When Roosevelt wasn’t reciting the haunting poem, he talked randomly. He was worried about the decreasing food supply. Sometimes he was aware that Kermit was there by his side, and he would ask his son, “Did Cherrie have a good dinner tonight?”
“Yes, Father, Cherrie had a fine dinner,” Kermit replied, trying to soothe his father’s mind.
“That is good,” Roosevelt said.
But other times Roosevelt wasn’t aware that Kermit was there, and he would keep saying to himself, “I can’t work now, so I don’t need much food, but he [Kermit] and Cherrie have worked all day with the canoes, they must have part of mine.”
Then Roosevelt would become aware of Kermit’s presence and again ask, “Did Cherrie have a good dinner tonight?”
Cherrie, who was resting nearby in a hammock, could hear the conversation. He feared that Roosevelt wouldn’t live through the night.
Roosevelt was so sick that he couldn’t sit up.

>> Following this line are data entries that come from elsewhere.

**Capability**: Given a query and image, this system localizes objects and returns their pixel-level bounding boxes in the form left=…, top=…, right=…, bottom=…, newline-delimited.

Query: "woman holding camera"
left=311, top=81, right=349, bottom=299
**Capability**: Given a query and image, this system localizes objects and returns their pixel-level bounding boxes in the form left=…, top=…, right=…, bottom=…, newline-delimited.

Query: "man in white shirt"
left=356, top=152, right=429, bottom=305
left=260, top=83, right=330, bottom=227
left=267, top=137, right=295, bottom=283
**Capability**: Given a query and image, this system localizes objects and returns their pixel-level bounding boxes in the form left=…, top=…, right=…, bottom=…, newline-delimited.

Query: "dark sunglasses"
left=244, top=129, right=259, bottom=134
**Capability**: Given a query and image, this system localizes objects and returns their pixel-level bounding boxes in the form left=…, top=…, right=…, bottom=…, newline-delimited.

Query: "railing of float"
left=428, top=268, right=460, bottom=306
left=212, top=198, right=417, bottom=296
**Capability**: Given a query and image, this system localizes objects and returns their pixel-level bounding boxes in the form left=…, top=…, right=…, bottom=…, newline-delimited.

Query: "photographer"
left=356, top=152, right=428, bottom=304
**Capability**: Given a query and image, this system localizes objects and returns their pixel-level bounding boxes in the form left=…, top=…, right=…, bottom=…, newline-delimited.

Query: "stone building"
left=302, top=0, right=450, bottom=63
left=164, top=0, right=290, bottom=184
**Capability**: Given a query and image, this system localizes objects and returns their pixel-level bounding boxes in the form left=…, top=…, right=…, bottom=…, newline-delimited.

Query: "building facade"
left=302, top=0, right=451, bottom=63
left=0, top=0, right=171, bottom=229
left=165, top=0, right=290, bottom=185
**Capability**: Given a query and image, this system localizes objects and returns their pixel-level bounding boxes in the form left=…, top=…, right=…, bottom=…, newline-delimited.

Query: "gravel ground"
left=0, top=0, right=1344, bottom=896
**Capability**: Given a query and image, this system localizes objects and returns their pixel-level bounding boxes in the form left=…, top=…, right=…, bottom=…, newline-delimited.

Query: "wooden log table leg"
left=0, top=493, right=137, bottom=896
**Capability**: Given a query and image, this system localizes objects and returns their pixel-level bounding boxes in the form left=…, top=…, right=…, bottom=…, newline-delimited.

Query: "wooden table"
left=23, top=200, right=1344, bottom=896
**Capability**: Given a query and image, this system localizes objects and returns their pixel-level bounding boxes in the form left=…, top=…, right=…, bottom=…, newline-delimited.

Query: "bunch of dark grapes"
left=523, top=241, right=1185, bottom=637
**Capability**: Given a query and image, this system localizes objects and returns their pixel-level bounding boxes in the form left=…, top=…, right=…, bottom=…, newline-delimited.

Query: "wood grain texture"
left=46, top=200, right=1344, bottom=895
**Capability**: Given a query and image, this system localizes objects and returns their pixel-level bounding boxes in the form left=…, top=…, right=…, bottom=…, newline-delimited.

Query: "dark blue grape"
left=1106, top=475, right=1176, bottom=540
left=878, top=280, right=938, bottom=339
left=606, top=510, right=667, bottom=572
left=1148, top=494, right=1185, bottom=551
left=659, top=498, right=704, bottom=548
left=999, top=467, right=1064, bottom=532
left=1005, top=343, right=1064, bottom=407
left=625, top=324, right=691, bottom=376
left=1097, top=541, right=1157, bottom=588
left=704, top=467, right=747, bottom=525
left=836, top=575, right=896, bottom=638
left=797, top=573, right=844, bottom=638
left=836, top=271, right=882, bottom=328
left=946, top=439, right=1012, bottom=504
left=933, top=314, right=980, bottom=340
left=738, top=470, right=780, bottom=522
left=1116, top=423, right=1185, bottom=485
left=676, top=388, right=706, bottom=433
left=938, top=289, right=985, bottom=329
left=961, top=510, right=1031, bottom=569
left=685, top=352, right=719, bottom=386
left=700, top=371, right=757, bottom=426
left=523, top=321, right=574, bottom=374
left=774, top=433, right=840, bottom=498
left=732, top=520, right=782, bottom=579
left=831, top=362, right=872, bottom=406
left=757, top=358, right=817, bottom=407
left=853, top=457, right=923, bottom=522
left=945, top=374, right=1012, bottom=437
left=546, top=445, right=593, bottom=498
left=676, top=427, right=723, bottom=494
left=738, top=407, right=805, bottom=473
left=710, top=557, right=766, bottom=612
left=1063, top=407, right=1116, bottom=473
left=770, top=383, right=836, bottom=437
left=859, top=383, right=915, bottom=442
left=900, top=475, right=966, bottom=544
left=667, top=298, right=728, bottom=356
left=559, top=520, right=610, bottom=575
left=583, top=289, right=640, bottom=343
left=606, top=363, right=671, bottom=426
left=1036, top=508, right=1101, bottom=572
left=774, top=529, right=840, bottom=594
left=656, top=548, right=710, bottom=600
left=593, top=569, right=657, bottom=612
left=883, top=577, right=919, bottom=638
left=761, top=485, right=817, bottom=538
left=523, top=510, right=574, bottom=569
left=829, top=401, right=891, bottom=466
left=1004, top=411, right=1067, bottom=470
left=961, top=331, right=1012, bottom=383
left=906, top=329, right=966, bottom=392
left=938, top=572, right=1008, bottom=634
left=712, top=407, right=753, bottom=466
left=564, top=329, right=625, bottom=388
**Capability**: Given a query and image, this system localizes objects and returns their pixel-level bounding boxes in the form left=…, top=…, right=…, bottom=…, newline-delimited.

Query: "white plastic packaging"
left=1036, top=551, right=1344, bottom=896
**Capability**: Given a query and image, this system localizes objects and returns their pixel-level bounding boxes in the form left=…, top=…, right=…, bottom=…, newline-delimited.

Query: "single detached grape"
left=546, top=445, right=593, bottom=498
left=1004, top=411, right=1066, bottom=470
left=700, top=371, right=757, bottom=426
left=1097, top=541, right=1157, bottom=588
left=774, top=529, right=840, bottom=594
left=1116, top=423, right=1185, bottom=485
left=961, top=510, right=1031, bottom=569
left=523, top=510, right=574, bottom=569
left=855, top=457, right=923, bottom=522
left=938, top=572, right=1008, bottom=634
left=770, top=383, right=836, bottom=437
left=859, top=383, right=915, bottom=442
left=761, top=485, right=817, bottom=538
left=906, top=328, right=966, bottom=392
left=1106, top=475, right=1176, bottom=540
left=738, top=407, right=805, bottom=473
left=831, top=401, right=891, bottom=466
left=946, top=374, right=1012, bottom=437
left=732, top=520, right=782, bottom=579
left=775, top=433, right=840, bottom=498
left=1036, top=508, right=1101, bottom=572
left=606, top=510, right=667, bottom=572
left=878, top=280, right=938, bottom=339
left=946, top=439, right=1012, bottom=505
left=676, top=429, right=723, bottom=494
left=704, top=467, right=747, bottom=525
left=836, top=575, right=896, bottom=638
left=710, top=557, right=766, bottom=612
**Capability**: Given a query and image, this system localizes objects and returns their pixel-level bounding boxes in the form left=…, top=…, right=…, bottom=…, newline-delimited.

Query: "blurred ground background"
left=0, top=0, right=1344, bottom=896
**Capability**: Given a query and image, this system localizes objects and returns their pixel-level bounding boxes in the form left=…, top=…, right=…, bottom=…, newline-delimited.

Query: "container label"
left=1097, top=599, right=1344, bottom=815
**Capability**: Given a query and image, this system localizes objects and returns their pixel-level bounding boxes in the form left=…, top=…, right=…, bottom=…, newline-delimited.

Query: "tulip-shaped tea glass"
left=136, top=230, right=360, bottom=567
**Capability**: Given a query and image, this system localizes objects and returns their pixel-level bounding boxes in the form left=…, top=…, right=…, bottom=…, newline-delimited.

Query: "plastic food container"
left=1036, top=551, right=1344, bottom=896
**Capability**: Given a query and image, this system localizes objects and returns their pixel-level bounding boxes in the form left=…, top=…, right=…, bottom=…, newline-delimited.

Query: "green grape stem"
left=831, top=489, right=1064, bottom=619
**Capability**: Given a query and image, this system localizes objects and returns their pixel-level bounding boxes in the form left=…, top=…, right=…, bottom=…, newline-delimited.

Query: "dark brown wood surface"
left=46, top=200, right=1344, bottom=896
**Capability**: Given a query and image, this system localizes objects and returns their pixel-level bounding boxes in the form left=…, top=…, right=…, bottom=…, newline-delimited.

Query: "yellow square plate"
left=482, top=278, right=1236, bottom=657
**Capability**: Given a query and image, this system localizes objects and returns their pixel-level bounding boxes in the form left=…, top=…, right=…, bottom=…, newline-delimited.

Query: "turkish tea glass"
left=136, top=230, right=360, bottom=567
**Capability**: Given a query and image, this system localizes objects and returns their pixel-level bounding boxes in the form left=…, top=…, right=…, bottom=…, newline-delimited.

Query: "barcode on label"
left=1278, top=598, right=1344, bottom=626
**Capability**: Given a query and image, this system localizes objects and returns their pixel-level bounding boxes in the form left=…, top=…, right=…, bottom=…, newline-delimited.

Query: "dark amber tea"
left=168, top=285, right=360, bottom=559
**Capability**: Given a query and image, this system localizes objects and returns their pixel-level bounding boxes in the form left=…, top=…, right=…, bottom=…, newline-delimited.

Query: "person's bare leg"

To protect him from the sun and rain, a tent was put up over his canoe.
At midnight, Dr. Cajazeira came to Roosevelt’s bedside. He told Kermit to try to get some rest. In a last-ditch effort to save Roosevelt’s life, the doctor filled his syringe with quinine and injected it directly into Roosevelt’s abdomen.
At two o’clock in the morning, Roosevelt realized that even though he didn’t want to die, he might not have a choice in the matter. He felt desperate to make it clear that if he fell into a coma or died, they were to leave him behind. So instead of calling out to Kermit, Roosevelt called out to Rondon.
Rondon quickly got out of his hammock and went over to Roosevelt. When Roosevelt looked at him, his stern expression startled Rondon.
“My dear Colonel Rondon,” said Roosevelt. “This expedition must proceed without further
delay. It must go on at once. Please give the order.”
Rondon could see that Roosevelt was near death, and he tried to reassure him. At first, he told Roosevelt that he would give the order. But then Rondon tried to convince him otherwise.
“Colonel Roosevelt, this is your expedition,” said Rondon. “If it went on, it would have to go without you, and therefore it couldn’t be the Roosevelt expedition any longer. You see, you are the expedition. So the rest of us must wait for you.”
Roosevelt looked unconvinced, but he was too sick to argue. A few hours later, when the sun began to rise, Roosevelt’s fever slowly inched down.
Miraculously, he had lived through the night. A feeling of relief swept through the men, especially Kermit. But the nightmarish sight of his father near death and his feelings of helplessness were forever seared in Kermit’s mind, haunting him.
Despite Roosevelt’s improvement, Kermit knew that even though his father was no longer delirious, he was still weak and vulnerable to a relapse. It would be a long fight for everyone to make it out of the jungle alive.
CHAPTER 19
Left for Dead
April 5, 1914
Day 38
Roosevelt wasn’t the only expedition member fighting malaria. Two of the camaradas were also so sick they couldn’t work. And on the very morning that Roosevelt’s temperature began to drop, Kermit’s began to rise.
“I have fever but not very bad … much worried,” Kermit wrote in his diary.
Ignoring his fever and still worried about his father, Kermit worked with the camaradas to get the canoes down the rapids. He also hiked for miles with Rondon and Lyra, scouting the area ahead to find out what they were up against.
The men brought back unexpected good news.
“R[ondon], L[yra], and I … found that after these rapids we’re out of the hills,” Kermit wrote.